Hi, I'm new to this site and also to c++. I am currently in the process of learning c++ and would like the ability to read certain portions of a windows-based registry hive. I have found the source code for and compiled a working program that outputs all values within a specified registry file. What I am looking for is to limit the output to find one certain value within the key located in the registry hive file. I thought this would be as simple of a task as adding an if() to check if the key/values match the ones that i want before outputting.
(eg. Software\Microsoft\Windows NT\CurrentVersion\ProductId)

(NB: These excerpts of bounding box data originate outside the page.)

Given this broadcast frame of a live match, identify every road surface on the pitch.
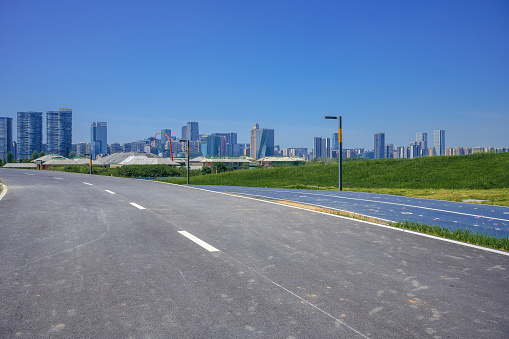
[0,169,509,338]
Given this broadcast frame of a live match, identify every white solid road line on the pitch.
[302,193,509,221]
[179,231,219,252]
[130,202,146,210]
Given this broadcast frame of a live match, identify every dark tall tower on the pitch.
[433,129,445,155]
[187,121,200,141]
[375,132,385,159]
[18,112,42,159]
[90,121,108,159]
[0,117,15,160]
[46,108,72,157]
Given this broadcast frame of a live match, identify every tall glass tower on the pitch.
[90,121,108,160]
[415,132,428,157]
[250,124,274,159]
[17,112,42,159]
[375,132,385,159]
[313,137,331,159]
[0,117,14,160]
[433,129,445,155]
[46,108,72,157]
[186,121,200,141]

Here is the source code of the original program:
#include <string.h>
#include <stdio.h>
#include <stdlib.h>
#include <ctype.h>
struct offsets {
long block_size;
char block_type[2]; // "lf" "il" "ri"
short count;
long first;
long hash;
};
struct key_block {
long block_size;
char block_type[2]; // "nk"
char dummya[18];
int subkey_count;
char dummyb[4];
int subkeys;
char dummyc[4];
int value_count;
int offsets;
char dummyd[28];
short len;
short du;
char name;
};
struct value_block {
long block_size;
char block_type[2]; // "vk"
short name_len;
long size;
long offset;
long value_type;
short flags;
short dummy;
char name;
};
void walk ( char* path, key_block* key ) {
static char* root=(char*)key-0x20, *full=path;
// add current key name to printed path
memcpy(path++,"/",2); memcpy(path,&key->name,key->len); path+=key->len;
// print all contained values
for(int o=0;o<key->value_count;o++){ //
value_block* val = (value_block*)(((int*)(key->offsets+root+4))[o]+root);
// we skip nodes without values
if(!val->offset) continue;
// data are usually in separate blocks without types
char* data = root+val->offset+4;
// but for small values MS added optimization where
// if bit 31 is set data are contained wihin the key itself to save space
if(val->size&1<<31) {
data = (char*)&val->offset;
}
// notice that we use memcopy for key/value names everywhere instead of strcat
// reason is that malware/wiruses often write non nulterminated strings to
// hide from win32 api
*path='/'; if(!val->name_len) *path=' ';
memcpy(path+1,&val->name,val->name_len); path[val->name_len+1]=0;
printf("%s [%d] = ",full,val->value_type);
for(int i=0;i<(val->size&0xffff);i++) {
// print types 1 and 7 as unicode strings
if(val->value_type==1||val->value_type==7) {
if(data[i]) putchar(data[i]);
// and rest dump as binary data
} else {
printf("%02X",data[i]);
}
}
}
// for simplicity we can imagine keys as directories in filesystem and values
// as files.
// and since we already dumped values for this dir we will now iterate
// thru subdirectories in the same way
offsets* item = (offsets*)(root+key->subkeys);
for(int i=0;i<item->count;i++){
// in case of too many subkeys this list contain just other lists
offsets* subitem = (offsets*)((&item->first)[i]+root);
// usual directory traversal
if(item->block_type[1]=='f'||item->block_type[1]=='h') {
// for now we skip hash codes (used by regedit for faster search)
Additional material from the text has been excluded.